Busque un río o quebrada y sígala en la misma dirección de la corriente; eventualmente llegará a un claro o encontrará la desembocadura a un lago, lugares donde generalmente hay caceríos de indígenas que estarán dispuestos a ayudarlo.

Si es de noche:

Ni siquiera intente caminar. La selva es un lugar demasiado oscuro por la tupidez de los árboles y, por ende, peligroso.

Arme un cambuche como pueda. A mayor altura, mucho mejor. Si puede hacer fuego ahuyentará a los animales peligrosos, aunque atraerá más a los mosquitos y otros insectos molestos.

En ambos casos:

Mire muy bien dónde pisa y de dónde se agarra. Hay muchos animales mimetizados —como las serpientes— que al menor contacto no dudarán en atacar.

Si tiene mucha hambre no coma nada que no conozca; podría ser venenoso. En ese caso observe qué frutos comen los micos y los pájaros y aliméntese de lo mismo.

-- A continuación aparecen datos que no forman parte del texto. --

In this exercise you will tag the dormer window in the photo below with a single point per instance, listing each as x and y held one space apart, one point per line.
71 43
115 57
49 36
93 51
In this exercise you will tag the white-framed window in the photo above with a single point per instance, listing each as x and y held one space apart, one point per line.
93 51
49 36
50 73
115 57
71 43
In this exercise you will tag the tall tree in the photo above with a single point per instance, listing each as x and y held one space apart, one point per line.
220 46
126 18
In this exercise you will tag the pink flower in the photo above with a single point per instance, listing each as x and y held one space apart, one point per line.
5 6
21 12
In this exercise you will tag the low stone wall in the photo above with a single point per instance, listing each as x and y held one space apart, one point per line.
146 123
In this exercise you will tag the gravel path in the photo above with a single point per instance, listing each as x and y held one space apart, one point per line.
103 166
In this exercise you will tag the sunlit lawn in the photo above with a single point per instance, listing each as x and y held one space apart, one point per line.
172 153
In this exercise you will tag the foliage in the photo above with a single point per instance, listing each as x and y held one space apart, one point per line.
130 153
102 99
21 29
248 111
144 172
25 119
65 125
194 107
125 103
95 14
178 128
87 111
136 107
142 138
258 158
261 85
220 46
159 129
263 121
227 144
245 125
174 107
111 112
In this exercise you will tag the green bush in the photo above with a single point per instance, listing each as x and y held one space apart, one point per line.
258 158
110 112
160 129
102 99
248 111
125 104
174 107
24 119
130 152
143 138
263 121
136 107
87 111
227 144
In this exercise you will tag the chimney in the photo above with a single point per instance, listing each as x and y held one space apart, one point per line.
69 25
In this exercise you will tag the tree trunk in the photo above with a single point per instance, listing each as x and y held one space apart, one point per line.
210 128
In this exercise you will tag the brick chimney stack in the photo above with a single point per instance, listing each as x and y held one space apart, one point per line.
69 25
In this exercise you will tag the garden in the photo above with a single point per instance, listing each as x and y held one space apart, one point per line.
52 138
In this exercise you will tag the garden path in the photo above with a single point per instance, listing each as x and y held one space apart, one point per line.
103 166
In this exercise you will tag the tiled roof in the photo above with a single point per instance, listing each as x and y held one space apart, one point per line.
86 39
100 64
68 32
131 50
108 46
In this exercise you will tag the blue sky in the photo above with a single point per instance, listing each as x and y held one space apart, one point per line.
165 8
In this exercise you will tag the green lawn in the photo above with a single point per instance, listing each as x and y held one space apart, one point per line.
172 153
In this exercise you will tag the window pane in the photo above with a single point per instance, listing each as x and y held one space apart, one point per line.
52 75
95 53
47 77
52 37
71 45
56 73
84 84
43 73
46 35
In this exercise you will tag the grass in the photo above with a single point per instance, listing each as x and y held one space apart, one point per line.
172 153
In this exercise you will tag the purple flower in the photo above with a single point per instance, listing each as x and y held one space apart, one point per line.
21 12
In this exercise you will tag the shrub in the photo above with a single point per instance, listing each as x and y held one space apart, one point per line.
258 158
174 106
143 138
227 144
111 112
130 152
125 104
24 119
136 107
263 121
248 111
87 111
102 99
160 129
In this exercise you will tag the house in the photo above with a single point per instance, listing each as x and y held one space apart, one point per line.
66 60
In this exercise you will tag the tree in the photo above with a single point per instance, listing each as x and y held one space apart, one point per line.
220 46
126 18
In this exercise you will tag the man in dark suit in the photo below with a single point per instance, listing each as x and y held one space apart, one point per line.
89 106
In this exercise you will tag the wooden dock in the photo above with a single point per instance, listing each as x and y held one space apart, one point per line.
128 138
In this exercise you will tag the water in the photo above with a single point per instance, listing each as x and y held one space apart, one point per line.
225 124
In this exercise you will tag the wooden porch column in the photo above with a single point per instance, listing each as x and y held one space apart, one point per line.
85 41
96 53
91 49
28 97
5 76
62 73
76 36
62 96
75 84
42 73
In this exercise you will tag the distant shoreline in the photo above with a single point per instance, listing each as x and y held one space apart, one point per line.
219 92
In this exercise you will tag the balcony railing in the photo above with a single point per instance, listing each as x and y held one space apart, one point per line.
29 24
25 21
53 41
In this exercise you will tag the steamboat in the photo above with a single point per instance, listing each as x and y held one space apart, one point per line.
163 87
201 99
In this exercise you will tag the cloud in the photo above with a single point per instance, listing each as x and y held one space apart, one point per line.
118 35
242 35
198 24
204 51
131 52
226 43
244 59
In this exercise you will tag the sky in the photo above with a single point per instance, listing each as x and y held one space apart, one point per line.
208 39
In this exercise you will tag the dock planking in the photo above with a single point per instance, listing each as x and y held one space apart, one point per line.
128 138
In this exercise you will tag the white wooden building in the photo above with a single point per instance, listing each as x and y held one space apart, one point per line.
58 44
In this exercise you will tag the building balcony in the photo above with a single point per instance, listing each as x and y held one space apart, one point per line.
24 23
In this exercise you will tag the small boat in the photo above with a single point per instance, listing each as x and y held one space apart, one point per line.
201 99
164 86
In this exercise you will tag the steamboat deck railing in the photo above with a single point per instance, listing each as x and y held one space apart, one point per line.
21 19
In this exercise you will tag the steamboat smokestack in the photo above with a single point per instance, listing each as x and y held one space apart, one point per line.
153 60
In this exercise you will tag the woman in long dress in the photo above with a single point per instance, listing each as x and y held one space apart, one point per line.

No entre en pánico por los ruidos de la selva. Muchos animales e insectos son escandalosos, pero no pasa de ser solo eso: un ruido molesto.

Nota: Nunca se interne sin un guía. En caso contrario, haga marcas con ramas a medida que avanza. Ni la lluvia las borrará. Lleve siempre un machete o un cuchillo. Son clave para armar chozas improvisadas e incluso para hacer lanzas que le permitan cazar.